Reclamó más reparto de fondos desde el Fondo Monetario Internacional por las consecuencias económicas negativas de la guerra, como la distribución que sucedió para enfrentar la pandemia: “Los Derechos Especiales de Giro emitidos por el FMI constituyen una oportunidad para mejorar las condiciones sociales. La canalización de los DEG a través del Fondo de Resiliencia y Sostenibilidad (el nuevo instrumento que creará el Fondo) debe incrementarse incluyendo a los países de renta media -se refirió a que no sólo se atienda a las naciones pobres-. No deben ser instrumentos destinados a engrosar las reservas de bancos centrales que no los necesitan -aludió al hecho de que los estados ricos no utilizaron los DEG que el organismo envió por el Covid-19 porque no los necesitaban-. Deben tener un sentido social capitalizando bancos regionales para financiar infraestructura requerida para el desarrollo que el cambio climático además exige”. En tiempos en que Alemania retrasa la transición energética y vuelve a recurrir a su carbón por la falta de gas ruso, que atemoriza a los ciudadanos de a pie por la calefacción el próximo invierno boreal, Fernández señaló que sin “una paz climática”, el mundo asistirá “a un aumento de migraciones forzadas y a la disminución de la productividad económica”. Esta era una preocupación especial que Centroamérica quería que el jefe de Estado transmitiera.

“La política de sobrecargos cobrados por el FMI también debe ser revisada”, volvió Fernández sobre un reclamo en el que hacía hincapié Cristina Fernández de Kirchner. “Los derechos fiscales para las grandes corporaciones multinacionales, especialmente en la economía digital; el impuesto mínimo global como medio de implementación de protección climática; y un nuevo marco de tratamiento de las deudas soberanas también requieren una urgente implementación”, continuó el Presidente con su retahíla de reclamos. “Los paraísos fiscales generan infiernos sociales. Constituyen un ejemplo de injusticia social que posterga el derecho a un desarrollo sostenible e inclusivo”, disparó el presidente, con un mensaje tanto para los países ricos que cobija a las sociedades offshore como a la oposición argentina que las defiende, aunque las usan políticos de todos los colores.

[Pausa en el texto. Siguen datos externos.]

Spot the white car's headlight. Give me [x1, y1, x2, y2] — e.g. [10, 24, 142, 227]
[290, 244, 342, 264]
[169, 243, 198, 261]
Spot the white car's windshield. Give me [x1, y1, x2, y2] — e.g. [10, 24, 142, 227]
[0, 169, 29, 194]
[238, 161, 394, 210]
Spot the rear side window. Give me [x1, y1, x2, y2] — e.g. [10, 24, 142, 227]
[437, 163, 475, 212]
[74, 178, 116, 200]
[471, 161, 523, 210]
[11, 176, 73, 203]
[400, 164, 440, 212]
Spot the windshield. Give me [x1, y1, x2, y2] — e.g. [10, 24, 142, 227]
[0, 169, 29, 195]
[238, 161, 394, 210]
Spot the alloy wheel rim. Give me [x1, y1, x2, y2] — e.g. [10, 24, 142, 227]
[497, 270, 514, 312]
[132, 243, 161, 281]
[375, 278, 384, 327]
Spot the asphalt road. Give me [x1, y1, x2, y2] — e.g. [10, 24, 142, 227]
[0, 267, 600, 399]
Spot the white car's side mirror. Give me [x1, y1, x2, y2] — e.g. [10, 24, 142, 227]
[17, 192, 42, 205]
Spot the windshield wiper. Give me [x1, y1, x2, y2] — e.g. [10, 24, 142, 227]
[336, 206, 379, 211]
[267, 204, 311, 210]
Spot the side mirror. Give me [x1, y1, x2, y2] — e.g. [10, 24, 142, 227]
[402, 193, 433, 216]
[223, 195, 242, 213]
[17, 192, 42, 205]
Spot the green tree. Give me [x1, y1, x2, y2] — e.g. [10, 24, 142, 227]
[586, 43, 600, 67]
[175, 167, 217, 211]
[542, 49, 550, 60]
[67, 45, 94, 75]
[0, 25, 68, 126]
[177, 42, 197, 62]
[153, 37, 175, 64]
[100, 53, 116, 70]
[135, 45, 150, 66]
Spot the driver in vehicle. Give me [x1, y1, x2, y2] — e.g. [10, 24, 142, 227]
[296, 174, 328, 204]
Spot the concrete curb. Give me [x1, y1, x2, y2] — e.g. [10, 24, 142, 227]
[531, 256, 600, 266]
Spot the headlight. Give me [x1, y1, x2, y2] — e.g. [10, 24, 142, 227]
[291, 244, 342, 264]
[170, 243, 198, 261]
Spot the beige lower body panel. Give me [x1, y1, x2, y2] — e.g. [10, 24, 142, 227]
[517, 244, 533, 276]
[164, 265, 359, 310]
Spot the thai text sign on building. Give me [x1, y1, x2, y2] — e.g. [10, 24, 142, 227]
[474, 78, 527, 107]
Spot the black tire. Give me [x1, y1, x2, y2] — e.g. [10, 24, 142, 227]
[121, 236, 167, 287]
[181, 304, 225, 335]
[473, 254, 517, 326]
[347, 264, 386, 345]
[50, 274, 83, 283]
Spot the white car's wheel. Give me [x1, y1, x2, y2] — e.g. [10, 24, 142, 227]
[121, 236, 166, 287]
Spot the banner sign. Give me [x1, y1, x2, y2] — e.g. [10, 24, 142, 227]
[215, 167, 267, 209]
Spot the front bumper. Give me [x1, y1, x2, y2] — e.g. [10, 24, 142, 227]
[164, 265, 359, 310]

Después de su discurso, Fernández continuó con su raid de reuniones bilaterales, que comenzó ayer con el indio Narendra Modi. Primero, con la presidenta de la Comisión Europea (Poder Ejecutivo de la UE), Ursula von der Leyen, interesada en reactivar el acuerdo de libre comercio Unión Europea-Mercosur. Después, con Scholz, con el que se prevé que profundicen el diálogo que mantuvieron en mayo en Berlín sobre la posibilidad de que la Argentina le exporta gas a Alemania dentro de cuatro años. La siguiente cita será el británico Boris Johnson, justo en el año del 40º aniversario de la Guerra de Malvinas. Más tarde será el turno del italiano Mario Draghi, que también busca abastecerse de energía por el faltante ruso. Luego el Presidente será verá con el presidente del Consejo Europeo (donde están representados los países de la UE), Charles Michel. Con Kishida, en cambio, habrá un encuentro informal en la cena de despedida del G7 en el castillo Elmau, el mismo que el nazismo usó para la convalecencia de sus soldados y que después de la Segunda Guerra Mundial sirvió como hospital de las tropas norteamericanas y luego como centro de rehabilitación de sobrevivientes de los campos de concentración.